Wednesday, January 29, 2025

Norse Mythology, Vol. 1 by Neil Gaiman, P. Craig Russell, & various artists

Comics artists of a certain age always want to draw Loki in a helmet with big twisty ram's horns. I know why, they know why - we all know why. But reminding readers of bombastic comics for kids, hacked out monthly and printed on the cheapest paper available, might not be the mental connection you want to make in your classy hardcover collection of retold myths. I'm just saying.

Norse Mythology, Volume 1 is the latest in the long line of floppies and sturdier-formatted objects intending to, as far as I can tell, create sequential pictures for every last word Neil Gaiman has ever written in his long career. (Look out for Duran Duran by Neil Gaiman: The Graphic Novel!)

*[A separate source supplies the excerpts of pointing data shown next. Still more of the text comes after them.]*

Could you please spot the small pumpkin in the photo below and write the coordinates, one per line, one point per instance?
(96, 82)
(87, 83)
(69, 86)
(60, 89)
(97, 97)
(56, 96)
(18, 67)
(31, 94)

As is usual for this project, Gaiman wrote the original thing (in this case, the 2017 book Norse Mythology, a novel-shaped retelling of what bits of Norse mythology survived Christianity, which ain't much) and is not credited with anything at all related to this book. P. Craig Russell adapted the original thing into comics, and drew some of it - here the first two (of seven) sections. And various other people - Jill Thompson, Mike Mignola, David Rubín, Jerry Ordway, Piotr Kowalski - drew the other bits, sometimes coloring it themselves and sometimes letting others (mostly Lovern Kindzierski) do the colors.

The stories were originally published in twelve floppy issues, with multiple covers because it's the modern world and we can't have anything nice anymore, and then those were collected into three hardcovers. I'll let you figure out which of the two this one was.

(So it's exactly the same model as The Graveyard Book, for those still confused.)

Using multiple artists works a bit better here than in Graveyard, which was basically one story - this is more miscellaneous to begin with, since the stories are only vaguely in chronological order for the usual mythological reasons. And the styles work well together - they're individual, but all are working here mostly in an adventure-comics look with quite a lot of Stan-and-Jack in its DNA.

As usual with Russell's adaptations, it's very faithful, with lots of captions to use as much of the original prose as possible. As always, I find that is just fine, and probably what the paying audience wants, but it makes the whole thing just slightly plodding and obvious.

But, let me be honest: you get this book because you want more Neil Gaiman stuff, and you want it to be as Neil Gaiman-y as possible. You probably already read the underlying book, and want something as much like "exactly that, but with pictures of Loki in a helmet with big twisty ram's horns" as possible. This book delivers on that promise.

(Note: I read this book on December 15, and wrote this post on December 21. It is entirely possible that you do not want any more Neil Gaiman stuff ever again in your life. That's entirely valid, too.)

1 comment:

Andrew Laubacher said...

Yeah, the timing of this review is...unfortunate, to say the least.